RE: [xsl] Optimization issue with includes and attribute-sets

Subject: RE: [xsl] Optimization issue with includes and attribute-sets
From: "Angela Williams" <Angela.Williams@xxxxxxxxxxxxxxxxxx>
Date: Mon, 29 Jan 2007 14:36:42 -0600
Thank you for the explanation.  I was sure I was the one in error, but
not sure how to resolve it.

You mentioned attribute sets are rarely used. What would be the
preferred alternative?  (We have a 25,000 line stylesheet to produce
account statements that I have been tasked to re-write to be more
modular and efficient.  The stylesheet heavily depends upon attribute
sets to format the statements.  In addition, the stylesheet contains a
lot of content that must be stripped and abstracted for a content
management system.)

Thanks!
Angela

-----Original Message-----
From: Michael Kay [mailto:mike@xxxxxxxxxxxx]
Sent: Monday, January 29, 2007 2:23 PM
To: xsl-list@xxxxxxxxxxxxxxxxxxxxxx
Subject: RE: [xsl] Optimization issue with includes and attribute-sets

Saxon is doing pretty well exactly what the spec says it should do:
you've
included the module containing the attribute set twice, so you have two
different attribute sets with the same name, and when you do
use-attribute-sets, all attribute sets with the given name are processed
and
hte results are merged. Saxon could optimize this, but attribute sets
are
used so rarely that they don't get much attention as far as performance
is
concerned. (At one time I was planning to do all the merging of
attribute
sets at compile time, but I decided to wait until I saw a real user
need: it
didn't seem worth the risk of introducing bugs.)

The simplest solution is to only include attributes.xsl once. You can
include it from anywhere, and the named attribute sets will be available
everywhere, not only in the including module.

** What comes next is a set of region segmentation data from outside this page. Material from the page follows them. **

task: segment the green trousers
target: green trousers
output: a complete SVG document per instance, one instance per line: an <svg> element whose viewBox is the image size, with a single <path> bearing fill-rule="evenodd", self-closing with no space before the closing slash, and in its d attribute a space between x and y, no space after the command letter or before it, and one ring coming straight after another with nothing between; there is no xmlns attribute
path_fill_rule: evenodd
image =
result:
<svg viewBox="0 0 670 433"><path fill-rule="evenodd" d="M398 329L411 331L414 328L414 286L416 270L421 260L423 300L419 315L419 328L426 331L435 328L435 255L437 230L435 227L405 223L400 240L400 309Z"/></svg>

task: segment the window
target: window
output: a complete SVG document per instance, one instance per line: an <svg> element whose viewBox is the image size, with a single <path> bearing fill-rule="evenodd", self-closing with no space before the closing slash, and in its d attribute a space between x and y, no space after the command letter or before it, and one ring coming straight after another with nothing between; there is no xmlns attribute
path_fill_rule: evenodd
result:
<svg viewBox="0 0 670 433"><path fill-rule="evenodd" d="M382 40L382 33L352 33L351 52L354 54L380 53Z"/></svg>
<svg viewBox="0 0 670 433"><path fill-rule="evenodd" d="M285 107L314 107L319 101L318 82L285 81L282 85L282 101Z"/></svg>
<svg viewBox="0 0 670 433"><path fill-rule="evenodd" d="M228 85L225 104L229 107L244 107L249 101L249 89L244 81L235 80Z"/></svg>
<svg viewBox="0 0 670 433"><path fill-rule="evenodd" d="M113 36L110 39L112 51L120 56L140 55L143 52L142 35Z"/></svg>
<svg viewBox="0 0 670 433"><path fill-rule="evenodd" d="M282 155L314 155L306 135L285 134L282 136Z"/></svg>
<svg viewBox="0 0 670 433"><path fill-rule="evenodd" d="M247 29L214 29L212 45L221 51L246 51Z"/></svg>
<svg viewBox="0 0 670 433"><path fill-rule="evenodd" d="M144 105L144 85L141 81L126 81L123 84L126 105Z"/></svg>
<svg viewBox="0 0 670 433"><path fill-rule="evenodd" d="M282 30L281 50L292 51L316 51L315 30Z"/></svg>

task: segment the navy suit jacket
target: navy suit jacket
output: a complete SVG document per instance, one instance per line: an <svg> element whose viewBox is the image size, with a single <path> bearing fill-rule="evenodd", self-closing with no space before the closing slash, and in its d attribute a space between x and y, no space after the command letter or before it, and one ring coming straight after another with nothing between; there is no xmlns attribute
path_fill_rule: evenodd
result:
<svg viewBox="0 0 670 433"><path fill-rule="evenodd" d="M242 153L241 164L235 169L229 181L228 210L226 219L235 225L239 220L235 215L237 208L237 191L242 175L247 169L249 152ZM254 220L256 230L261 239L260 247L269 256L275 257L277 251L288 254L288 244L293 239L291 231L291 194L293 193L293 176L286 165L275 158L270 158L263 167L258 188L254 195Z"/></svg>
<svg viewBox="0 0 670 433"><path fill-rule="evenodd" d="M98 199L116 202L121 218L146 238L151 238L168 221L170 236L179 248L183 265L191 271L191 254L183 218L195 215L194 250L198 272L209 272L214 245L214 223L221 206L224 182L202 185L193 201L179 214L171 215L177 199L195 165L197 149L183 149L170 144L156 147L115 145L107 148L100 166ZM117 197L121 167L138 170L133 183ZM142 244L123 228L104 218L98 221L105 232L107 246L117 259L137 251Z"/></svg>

For a more sophisticated solution see the Note in section 3.10.2 of the
spec:

Note:

It is not intrinsically an error for a stylesheet to include the same
module
more than once. However, doing so can cause errors because of duplicate
definitions. Such multiple inclusions are less obvious when they are
indirect. For example, if stylesheet B includes stylesheet A, stylesheet
C
includes stylesheet A, and stylesheet D includes both stylesheet B and
stylesheet C, then A will be included indirectly by D twice. If all of
B, C
and D are used as independent stylesheets, then the error can be avoided
by
separating everything in B other than the inclusion of A into a separate
stylesheet B' and changing B to contain just inclusions of B' and A,
similarly for C, and then changing D to include A, B', C'.